You don't ignore monads in non-Haskell languages because the other languages are too powerful to need them, hurr hurr Haskell is teh weaks... you ignore monads in other languages because those languages are too weak to usefully implement them. If they could, you'd see them, and I am very, very confident over the next 10 years you're going to see more and more languages coming out that really have and really use monadic values, because they will be strong enough to do so, and once you have that, the value proposition is just too good to ignore. They are too darned useful to ignore.
> The fact that everybody tries to import monadic values into their languages is evidence that they would indeed be useful...
Could you give a bit more detail here? From where I sit, I certainly don't see people trying to import monadic values into the languages I use, and I don't see much evidence that they'd be useful. (I've been trying to get my mind around monads and when and how to use them, and one of the problems I have in learning them is that, as far as I can tell, they don't look like the solution to any problem I've ever actually had.)
"From where I sit, I certainly don't see people trying to import monadic values into the languages I use, and I don't see much evidence that they'd be useful."
By importing them, I mean by writing articles like this, which invariably produces code with such an overhead to use it that nobody ever would.
They don't appear to solve any problems partially because you're already "in" a monad; program execution flow is already a monadic value itself. They partially don't appear to solve any problems because you can't really "think" in them, because, as I mentioned, most languages are simply too weak to make them convenient enough to use. And they partially don't appear to solve any problem because the samples used by all the "tutorials" are all pretty trivial; it's sort of like dismissing Object Orientation because obviously it's only useful for modeling relationships between shapes, animals, and cars or something, since that's all anybody ever talks about.
The reason you don't discern the presence of any problem is that you happily purr along as an effective 'human compiler' in a language with a [relatively] lower level of abstraction. You cannot detect that you're actually doing compilation from higher-level constructs because those higher-level concepts have not been formed in your mind (and you haven't been exposed to languages which capture those concepts more precisely/succinctly). It's quite likely, in fact, that your [manual] compilation process is not consistent or repeatable and you end up with a lower fidelity translation (i.e., with lots of noise interspersed) than a truly mechanistic compiler would.
I probably should have said this in my previous comment (the GP), but I mainly work in embedded systems. I need to be able to reason about the low-level behavior of the system more than I need better high-level abstractions.

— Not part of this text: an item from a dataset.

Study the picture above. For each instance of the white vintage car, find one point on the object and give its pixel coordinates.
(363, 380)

And getting to write large amounts of my system inside monads (because of lots of mutable state)... that doesn't look like a solution to me. It looks more like a problem.
Are there high-level abstractions that would simplify my view of this? Probably. Would getting those abstractions to behave as needed on the low level be a net win, or a net loss? My money is on the "net loss" side.
That's a bet I would take any day and I think you probably don't need the low level access you think you do. It's largely due to historical architectural decisions that people think so.
Atom is a Haskell DSL for designing hard real-time embedded software. At Eaton, we use it for automotive control systems. Based on guarded atomic actions, and similar to software transactional memory, Atom enables highly concurrent programming without the need for mutex locking. In addition, Atom performs compile-time task scheduling and generates code with deterministic execution time and constant memory use, simplifying the process of timing verification and memory consumption in hard realtime applications. Without mutex locking and run-time task scheduling, Atom can eliminate the need and overhead of RTOSs for many embedded applications.
"""
Yeah yeah, they are all strong independent languages that don't need no monads. What do I care.
EDIT: you don't strictly need something like monad transformers, though. In general, monads are just another type class. A special one since IO is implemented with them, but other than that, they are not essential.